What a desperate time it was for America: 1932, the worst year of the Great Depression. We see the old newsreels with families wandering the streets of Manhattan holding up homemade signs: "Why can't you give my dad a job?" "Four children for sale."
In the penthouses high above the city, things were better, of course, but not much. People were jittery, as if they were walking on thin ice.
A prominent socialite, Millicent Jordan, throws a dinner party and everything goes wrong. The food is burned, the guests of honor cancel, and in short order we're apprised of two failed marriages among the other guests as well as a business swindle, a fatal illness, one or two cases of serial adultery and a suicide. Trouble in Paradise.
George S. Kaufman and Edna Ferber chronicled these foibles of the rich in the hit play "Dinner at Eight," which opened on Broadway in that difficult year of 1932. The classic all-star movie version with Jean Harlow as the not-so-dumb golddigger Kitty Packard came along a year later.

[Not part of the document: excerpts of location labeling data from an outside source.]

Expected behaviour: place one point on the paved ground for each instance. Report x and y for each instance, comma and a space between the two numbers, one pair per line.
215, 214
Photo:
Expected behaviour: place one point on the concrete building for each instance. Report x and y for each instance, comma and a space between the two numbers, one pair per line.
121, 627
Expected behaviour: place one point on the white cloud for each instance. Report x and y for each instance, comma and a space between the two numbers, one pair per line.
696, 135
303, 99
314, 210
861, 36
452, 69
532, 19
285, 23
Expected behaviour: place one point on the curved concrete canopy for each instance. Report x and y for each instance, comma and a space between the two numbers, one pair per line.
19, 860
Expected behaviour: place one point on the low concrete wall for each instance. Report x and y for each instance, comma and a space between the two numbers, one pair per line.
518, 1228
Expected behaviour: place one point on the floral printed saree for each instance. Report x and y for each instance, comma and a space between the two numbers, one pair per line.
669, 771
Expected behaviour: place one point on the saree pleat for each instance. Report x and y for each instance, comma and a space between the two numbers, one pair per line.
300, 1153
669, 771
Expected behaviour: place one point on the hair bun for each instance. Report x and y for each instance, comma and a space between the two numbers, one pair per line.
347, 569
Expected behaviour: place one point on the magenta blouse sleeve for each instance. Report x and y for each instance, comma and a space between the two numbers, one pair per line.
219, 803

And now, courtesy of Minnesota Opera, we have an opera version with a sparkling, imaginative score by William Bolcom and a deft, astute libretto by Mark Campbell. The show opened Saturday night at the Ordway Music Theater in St. Paul.

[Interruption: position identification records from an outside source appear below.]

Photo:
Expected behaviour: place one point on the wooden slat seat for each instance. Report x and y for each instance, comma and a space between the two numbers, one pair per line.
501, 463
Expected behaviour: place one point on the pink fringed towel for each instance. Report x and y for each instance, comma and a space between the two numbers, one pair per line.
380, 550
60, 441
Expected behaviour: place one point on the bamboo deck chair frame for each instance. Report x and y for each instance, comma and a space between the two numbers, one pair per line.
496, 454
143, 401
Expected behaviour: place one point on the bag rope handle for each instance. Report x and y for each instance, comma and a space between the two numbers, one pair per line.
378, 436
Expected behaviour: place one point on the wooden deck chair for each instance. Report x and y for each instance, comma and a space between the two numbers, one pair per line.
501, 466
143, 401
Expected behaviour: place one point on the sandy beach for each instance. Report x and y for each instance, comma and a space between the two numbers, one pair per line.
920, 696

The production, staged with thoughtful flair by Tomer Zvulun — and smartly designed by Alexander Dodge — makes much of the locale.

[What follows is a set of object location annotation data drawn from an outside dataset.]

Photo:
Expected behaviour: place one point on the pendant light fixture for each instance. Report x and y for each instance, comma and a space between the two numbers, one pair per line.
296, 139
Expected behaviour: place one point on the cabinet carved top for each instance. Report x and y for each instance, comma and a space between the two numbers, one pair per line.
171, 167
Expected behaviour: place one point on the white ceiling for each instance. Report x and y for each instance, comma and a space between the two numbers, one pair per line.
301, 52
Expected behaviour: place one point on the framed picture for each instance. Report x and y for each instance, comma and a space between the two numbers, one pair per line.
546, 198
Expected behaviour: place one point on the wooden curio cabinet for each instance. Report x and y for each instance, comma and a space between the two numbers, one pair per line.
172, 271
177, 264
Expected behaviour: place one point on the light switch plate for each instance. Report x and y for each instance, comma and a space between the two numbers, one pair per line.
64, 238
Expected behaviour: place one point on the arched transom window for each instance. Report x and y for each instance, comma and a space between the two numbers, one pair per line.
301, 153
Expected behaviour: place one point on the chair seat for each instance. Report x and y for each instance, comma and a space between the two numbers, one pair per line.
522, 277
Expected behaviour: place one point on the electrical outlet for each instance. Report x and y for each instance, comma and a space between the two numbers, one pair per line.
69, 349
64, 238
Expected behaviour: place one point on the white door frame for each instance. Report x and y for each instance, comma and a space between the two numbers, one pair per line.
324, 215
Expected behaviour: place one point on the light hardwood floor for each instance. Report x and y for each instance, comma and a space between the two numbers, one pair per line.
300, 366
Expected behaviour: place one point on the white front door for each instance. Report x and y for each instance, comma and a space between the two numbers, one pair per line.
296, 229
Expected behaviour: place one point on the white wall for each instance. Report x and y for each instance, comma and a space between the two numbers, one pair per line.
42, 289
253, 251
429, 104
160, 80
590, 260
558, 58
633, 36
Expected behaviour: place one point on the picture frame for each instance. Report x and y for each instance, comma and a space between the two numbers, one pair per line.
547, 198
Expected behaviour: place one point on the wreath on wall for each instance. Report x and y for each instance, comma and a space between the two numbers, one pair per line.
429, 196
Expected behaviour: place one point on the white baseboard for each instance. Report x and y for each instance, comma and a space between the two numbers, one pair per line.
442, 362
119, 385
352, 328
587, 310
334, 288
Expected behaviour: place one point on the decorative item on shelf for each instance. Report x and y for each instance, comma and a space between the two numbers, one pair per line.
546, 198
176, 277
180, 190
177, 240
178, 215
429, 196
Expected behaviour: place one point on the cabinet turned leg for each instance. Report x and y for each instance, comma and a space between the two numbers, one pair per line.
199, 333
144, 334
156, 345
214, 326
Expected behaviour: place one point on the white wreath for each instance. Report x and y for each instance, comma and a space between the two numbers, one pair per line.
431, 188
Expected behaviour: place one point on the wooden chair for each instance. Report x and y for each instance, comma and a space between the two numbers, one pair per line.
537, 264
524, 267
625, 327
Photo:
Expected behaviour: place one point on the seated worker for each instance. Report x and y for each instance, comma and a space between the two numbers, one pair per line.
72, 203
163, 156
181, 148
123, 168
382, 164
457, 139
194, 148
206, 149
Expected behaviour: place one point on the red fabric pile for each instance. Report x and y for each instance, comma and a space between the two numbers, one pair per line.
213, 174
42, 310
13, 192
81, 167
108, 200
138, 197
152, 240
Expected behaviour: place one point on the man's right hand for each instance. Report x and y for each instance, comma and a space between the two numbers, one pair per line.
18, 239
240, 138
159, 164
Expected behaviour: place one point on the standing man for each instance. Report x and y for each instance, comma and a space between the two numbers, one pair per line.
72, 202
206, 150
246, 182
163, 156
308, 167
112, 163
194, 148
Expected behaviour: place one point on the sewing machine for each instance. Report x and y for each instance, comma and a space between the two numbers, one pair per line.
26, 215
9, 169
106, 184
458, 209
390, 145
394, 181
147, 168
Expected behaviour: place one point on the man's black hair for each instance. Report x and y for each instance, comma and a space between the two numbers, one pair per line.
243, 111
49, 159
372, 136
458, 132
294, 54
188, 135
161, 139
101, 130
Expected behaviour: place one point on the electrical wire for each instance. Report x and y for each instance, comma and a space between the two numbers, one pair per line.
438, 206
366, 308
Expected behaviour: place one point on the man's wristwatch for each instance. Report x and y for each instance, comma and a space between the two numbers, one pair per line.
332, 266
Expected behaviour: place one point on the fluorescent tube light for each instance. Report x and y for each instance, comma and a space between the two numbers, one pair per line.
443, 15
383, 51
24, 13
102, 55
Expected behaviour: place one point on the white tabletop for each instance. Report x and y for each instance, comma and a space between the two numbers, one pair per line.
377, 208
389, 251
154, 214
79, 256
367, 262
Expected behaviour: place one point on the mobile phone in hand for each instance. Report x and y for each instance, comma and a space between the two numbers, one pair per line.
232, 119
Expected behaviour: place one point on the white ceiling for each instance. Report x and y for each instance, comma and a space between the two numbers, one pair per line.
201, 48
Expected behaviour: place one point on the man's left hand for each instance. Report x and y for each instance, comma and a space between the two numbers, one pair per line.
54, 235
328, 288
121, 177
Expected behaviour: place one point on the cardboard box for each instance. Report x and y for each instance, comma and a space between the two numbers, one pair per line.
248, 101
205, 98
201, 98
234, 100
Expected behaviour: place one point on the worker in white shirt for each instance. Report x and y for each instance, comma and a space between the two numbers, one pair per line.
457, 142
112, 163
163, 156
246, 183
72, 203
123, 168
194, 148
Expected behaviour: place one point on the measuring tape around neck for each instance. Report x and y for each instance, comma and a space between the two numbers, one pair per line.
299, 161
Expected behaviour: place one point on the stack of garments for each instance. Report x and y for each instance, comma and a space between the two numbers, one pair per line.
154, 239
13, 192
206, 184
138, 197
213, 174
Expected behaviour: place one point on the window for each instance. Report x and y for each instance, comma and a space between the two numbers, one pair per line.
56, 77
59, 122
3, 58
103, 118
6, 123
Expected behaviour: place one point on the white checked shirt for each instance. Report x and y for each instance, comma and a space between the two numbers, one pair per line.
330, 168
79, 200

Manhattan becomes almost a character. A closely detailed aerial view of the city is the backdrop; the newsreels are seen as projections at the start of each act, and the interiors have a chic '30s-style Art Deco look. It wouldn't seem odd if Fred and Ginger were to take a twirl across the Jordans' living room.
Typical of Bolcom's work, the score draws on a wide range of idioms — marches, waltzes, tangos — along with tangy harmonies and atmospheric etches. Although "Dinner at Eight" is definitely an opera, Bolcom's music feels in places like a Broadway musical of the early '30s.